先日、ネットワーク機器メーカーの米ブロケード コミュニケーションズ システムズでソフトウエア製品のマネージメントを務めるジェームズ・クウォン氏の話を聞く機会があった。主なテーマは、同社が「第3のプラットフォーム」時代のネットワークインフラとして掲げているコンセプト「New IP」だった。その説明の中で、興味深い話題が出た。

 最近同氏が顧客に頻繁に尋ねられる質問があるという。それは「自社のネットワークには、SDN(Software-Defined Networking)アプローチがよいのか、それとも分散型ルーティングアプローチがよいのか」というものだ。
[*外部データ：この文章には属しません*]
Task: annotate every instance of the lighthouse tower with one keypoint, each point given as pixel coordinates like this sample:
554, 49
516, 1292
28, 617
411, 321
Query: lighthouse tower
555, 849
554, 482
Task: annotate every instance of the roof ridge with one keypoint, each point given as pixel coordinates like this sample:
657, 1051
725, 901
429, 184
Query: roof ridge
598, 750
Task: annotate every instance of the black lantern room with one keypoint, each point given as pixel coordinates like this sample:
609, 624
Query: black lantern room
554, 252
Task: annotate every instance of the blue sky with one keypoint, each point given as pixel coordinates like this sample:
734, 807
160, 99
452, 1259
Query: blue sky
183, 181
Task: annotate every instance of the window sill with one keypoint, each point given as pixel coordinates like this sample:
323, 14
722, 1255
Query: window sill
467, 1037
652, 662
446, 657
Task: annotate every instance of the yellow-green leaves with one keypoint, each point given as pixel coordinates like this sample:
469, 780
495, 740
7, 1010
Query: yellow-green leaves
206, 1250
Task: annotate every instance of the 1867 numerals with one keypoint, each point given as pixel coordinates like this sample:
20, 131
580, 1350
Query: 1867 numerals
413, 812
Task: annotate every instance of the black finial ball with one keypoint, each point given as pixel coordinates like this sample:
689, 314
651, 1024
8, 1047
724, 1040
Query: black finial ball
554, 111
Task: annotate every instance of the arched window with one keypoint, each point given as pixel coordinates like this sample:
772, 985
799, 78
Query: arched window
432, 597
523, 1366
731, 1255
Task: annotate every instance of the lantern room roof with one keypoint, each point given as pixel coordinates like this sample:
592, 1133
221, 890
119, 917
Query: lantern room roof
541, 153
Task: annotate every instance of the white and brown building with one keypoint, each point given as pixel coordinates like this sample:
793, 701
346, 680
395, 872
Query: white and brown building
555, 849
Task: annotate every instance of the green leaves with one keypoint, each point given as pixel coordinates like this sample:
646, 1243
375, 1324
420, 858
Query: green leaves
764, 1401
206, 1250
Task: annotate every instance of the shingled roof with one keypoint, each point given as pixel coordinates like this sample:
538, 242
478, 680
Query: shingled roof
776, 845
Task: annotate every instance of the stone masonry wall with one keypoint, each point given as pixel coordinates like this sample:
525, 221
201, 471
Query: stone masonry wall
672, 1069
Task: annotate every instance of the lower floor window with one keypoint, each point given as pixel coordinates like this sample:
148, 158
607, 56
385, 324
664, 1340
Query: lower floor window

 SDNアプローチとは、パケットの流れ(フロー)を「SDNコントローラー」という中央の装置が能動的に、明示的に決定する集中型のネットワーク運用手法のこと。OpenFlowの登場などによって、近年注目を集めている手法だ。

 一方の分散型ルーティングアプローチは、要するに従来型のIPルーティングによる運用のことだ。個々のルーターが自律的に動作し、パケットの経路が決められる。

 ブロケードの回答は「両方の技術に投資しており、製品はどちらにも対応可能」というベンダーとして模範的なものだ。ただ、この問題設定には大いに興味をそそられた。というのも、「分散 vs 集中」はネットワーク分野(それ以外の分野でもそうかもしれないが)で古くて新しい問題だからだ。